In light of 2013-factory crash in Bangladesh, fair trade activist have fought to help people understand the source of where clothing is being processed.
Imagine having to go to work, miles away from home in a building with cracked walls and ceilings. Often times, workers go into the factory not knowing whether they will be working in the building or underneath.
The New York Times made coverage of the crash reporting that 5,000 garment factories house 3.2 million workers. 1,129 lives were cut short that day. These factories have less than good working conditions for the workers.
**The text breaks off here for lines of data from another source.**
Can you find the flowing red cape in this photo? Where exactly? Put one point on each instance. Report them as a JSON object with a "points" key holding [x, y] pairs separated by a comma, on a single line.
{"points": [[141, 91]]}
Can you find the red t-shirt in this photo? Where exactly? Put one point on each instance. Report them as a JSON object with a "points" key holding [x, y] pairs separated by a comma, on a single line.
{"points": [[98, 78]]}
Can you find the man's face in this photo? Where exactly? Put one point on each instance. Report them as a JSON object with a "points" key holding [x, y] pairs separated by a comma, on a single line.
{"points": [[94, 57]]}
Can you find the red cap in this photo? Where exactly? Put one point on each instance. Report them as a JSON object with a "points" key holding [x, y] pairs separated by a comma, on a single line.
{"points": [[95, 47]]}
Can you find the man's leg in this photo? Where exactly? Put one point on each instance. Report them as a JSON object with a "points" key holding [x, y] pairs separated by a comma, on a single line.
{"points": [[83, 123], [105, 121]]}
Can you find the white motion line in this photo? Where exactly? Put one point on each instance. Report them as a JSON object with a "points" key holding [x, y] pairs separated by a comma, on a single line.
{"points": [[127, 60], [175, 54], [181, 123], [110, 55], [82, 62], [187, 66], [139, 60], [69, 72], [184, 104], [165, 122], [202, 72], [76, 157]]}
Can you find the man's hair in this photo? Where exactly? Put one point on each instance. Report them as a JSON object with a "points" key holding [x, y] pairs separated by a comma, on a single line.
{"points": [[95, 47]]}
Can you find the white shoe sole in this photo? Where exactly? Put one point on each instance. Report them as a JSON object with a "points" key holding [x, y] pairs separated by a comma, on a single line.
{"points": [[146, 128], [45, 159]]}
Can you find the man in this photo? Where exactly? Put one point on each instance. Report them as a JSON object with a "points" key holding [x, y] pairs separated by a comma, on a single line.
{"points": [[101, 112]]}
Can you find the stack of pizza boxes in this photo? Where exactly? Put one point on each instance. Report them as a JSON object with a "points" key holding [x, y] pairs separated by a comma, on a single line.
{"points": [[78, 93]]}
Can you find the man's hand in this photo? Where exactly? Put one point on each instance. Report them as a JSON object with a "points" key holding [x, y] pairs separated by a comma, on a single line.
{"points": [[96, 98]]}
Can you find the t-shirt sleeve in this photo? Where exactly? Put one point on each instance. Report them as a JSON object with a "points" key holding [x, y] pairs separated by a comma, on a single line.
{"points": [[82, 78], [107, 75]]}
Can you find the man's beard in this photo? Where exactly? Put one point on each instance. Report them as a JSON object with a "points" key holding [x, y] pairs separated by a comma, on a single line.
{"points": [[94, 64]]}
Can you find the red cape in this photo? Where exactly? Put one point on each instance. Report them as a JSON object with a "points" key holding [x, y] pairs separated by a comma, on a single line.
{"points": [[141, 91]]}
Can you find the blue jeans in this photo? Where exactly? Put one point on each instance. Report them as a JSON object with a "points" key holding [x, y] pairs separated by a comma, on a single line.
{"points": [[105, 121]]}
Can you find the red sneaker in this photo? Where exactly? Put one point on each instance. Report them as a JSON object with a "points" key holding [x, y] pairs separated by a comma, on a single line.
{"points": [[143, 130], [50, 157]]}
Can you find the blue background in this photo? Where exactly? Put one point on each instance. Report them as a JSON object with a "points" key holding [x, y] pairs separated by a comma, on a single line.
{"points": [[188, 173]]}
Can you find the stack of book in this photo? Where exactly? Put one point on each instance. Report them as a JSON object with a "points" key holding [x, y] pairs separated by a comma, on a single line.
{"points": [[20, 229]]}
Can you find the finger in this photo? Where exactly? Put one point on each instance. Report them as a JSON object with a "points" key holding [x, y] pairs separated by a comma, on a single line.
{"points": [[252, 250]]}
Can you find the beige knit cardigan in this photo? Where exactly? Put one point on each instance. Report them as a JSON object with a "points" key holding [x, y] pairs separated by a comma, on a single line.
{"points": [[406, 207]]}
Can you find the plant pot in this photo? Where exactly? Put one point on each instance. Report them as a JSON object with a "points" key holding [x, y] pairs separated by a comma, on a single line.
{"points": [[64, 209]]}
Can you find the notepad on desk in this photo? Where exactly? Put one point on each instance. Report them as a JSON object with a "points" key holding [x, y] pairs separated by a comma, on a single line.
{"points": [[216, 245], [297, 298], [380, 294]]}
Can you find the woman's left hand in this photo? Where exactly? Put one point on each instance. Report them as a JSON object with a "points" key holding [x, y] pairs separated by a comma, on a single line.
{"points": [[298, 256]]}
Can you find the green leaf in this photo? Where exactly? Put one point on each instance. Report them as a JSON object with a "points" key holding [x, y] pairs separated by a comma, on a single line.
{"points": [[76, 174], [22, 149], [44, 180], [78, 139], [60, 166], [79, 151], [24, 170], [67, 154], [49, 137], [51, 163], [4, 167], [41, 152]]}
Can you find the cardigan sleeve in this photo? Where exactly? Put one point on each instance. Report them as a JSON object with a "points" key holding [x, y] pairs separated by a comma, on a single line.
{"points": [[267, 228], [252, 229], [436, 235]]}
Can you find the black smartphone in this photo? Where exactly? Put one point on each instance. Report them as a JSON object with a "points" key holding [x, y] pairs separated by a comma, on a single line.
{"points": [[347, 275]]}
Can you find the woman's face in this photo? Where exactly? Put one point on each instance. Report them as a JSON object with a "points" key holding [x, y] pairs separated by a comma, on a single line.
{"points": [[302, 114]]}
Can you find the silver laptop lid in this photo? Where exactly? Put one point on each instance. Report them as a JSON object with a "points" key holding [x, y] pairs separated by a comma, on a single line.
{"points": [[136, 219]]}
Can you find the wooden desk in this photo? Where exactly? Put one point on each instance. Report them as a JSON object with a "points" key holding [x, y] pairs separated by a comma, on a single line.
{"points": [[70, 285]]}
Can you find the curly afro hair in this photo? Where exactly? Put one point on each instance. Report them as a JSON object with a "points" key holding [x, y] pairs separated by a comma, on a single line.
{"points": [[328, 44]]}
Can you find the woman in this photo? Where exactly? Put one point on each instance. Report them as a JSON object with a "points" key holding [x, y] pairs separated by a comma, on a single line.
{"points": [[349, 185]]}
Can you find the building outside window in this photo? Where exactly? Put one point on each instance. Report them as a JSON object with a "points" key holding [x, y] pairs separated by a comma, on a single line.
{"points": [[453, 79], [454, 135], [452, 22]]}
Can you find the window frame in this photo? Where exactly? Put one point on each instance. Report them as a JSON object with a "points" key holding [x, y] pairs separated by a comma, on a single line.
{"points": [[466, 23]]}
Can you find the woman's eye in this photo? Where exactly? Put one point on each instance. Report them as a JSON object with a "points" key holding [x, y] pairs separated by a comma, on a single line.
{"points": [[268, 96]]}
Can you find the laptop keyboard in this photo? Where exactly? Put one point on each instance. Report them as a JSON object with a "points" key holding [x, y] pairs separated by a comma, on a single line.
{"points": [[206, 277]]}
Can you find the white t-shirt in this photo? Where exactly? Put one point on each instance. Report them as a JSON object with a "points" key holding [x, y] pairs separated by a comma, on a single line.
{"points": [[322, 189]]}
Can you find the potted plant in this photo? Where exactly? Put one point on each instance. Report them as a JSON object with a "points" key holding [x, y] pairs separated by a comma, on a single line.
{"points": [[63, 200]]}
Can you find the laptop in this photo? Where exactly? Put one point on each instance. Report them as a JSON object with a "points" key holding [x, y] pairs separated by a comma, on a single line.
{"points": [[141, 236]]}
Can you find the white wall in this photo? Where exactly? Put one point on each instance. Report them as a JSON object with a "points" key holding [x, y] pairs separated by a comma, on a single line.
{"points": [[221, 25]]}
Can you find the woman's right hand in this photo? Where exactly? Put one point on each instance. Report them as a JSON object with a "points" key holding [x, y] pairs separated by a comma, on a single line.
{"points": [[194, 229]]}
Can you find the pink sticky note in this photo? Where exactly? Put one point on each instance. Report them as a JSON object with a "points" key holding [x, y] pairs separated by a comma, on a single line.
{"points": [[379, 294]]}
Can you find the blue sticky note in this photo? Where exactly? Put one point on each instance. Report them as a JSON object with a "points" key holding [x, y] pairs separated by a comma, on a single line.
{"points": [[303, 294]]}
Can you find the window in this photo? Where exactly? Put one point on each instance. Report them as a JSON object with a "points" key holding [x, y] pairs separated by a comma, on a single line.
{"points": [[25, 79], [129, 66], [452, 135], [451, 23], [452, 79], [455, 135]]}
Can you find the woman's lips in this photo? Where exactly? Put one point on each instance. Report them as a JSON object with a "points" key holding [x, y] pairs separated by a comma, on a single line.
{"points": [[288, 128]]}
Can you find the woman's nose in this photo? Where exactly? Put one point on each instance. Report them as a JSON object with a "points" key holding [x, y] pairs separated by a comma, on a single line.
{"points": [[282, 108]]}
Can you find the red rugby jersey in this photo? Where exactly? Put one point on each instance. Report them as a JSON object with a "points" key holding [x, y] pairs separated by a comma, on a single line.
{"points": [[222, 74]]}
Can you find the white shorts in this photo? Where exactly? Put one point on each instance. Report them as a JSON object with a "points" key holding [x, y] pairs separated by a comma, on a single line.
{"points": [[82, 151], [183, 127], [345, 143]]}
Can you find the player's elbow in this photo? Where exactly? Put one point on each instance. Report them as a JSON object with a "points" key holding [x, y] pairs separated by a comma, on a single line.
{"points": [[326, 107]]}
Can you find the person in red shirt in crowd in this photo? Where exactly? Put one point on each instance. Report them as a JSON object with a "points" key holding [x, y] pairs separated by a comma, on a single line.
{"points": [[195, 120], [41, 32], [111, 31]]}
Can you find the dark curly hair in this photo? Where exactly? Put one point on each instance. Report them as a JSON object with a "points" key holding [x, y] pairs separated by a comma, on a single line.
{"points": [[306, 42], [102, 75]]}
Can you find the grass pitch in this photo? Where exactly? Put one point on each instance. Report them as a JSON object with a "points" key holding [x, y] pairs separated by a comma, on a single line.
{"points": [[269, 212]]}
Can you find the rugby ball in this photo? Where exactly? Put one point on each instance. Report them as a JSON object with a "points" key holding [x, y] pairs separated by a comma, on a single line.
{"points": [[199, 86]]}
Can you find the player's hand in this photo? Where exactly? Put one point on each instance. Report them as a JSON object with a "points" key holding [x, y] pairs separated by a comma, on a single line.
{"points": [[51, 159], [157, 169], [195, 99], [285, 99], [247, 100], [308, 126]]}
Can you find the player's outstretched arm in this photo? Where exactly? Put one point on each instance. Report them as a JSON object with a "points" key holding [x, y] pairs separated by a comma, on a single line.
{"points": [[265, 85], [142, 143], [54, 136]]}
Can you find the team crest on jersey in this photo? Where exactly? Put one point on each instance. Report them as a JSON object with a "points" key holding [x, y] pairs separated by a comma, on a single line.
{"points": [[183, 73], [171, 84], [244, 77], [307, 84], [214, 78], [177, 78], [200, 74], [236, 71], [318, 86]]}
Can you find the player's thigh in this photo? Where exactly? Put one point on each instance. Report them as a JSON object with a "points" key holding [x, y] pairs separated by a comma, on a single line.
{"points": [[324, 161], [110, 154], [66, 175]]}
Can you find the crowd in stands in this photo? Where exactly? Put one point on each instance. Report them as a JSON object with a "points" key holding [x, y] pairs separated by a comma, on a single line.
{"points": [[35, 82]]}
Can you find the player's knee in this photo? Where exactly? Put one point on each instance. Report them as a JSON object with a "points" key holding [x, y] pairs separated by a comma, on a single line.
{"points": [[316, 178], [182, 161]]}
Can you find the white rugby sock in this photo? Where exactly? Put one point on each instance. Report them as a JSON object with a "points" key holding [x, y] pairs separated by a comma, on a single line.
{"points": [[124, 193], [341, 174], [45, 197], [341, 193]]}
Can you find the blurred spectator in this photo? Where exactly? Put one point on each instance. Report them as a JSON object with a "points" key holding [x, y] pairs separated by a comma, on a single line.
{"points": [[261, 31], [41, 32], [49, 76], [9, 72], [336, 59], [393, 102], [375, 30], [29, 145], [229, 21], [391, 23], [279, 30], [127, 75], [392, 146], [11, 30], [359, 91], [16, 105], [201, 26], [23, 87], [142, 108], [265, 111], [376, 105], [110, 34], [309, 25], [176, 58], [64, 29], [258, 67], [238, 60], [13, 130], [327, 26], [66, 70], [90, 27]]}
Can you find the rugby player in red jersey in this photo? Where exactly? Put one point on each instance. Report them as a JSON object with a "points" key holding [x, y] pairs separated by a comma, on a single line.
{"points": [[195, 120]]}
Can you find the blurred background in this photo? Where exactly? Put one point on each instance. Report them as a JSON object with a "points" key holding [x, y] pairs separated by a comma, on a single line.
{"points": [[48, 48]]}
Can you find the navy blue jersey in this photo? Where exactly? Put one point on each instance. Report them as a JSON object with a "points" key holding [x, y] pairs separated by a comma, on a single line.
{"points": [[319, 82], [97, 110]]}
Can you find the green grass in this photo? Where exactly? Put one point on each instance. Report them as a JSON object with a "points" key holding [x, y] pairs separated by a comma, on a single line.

Times disclosed that Rana Plaza violated codes and there were four upper floors that were constructed illegally. But for consumers that’s okay as long as our products are being made.
The plaza in Bangladesh is responsible for making clothing for many European and American consumers. “The workers are ordered to work despite the harsh working conditions,” Julfikar Ali Manik, writer for the New York Times, said. If they decide not to show up they lose their jobs.
Real power lies in the Western countries. Carelessly American citizens spend thinking that somewhere they are helping someone’s life. In reality they are doing more harm than good. Rana Plaza, along with other factories, are the suppliers of popular stores such as, but not limited to, Gap, H&M, Inditex, and Walmart.
Though Walmart issued a statement making claims they would make improvements, they receive a low grade on the grading scale for fair trade clothing.
Though Walmart failed, H&M jump-started plans that would help give fair wages to workers by the year 2018.
Though it is progress, it is a slow start for H&M to help fix the changes and conditions in Bangladesh. Just three years prior to the crash, there was a factory fire of H&M workers.
Fair trade is a way for all citizens to get involved and stand their ground towards companies they frequent. If customer care is their top priority it has to begin with its workers. There are many fair trade clothing companies such as Good and Fair, Hae Now, Eco Star and many more. They make sure consumers and workers are getting the type of service that they want, need and deserve.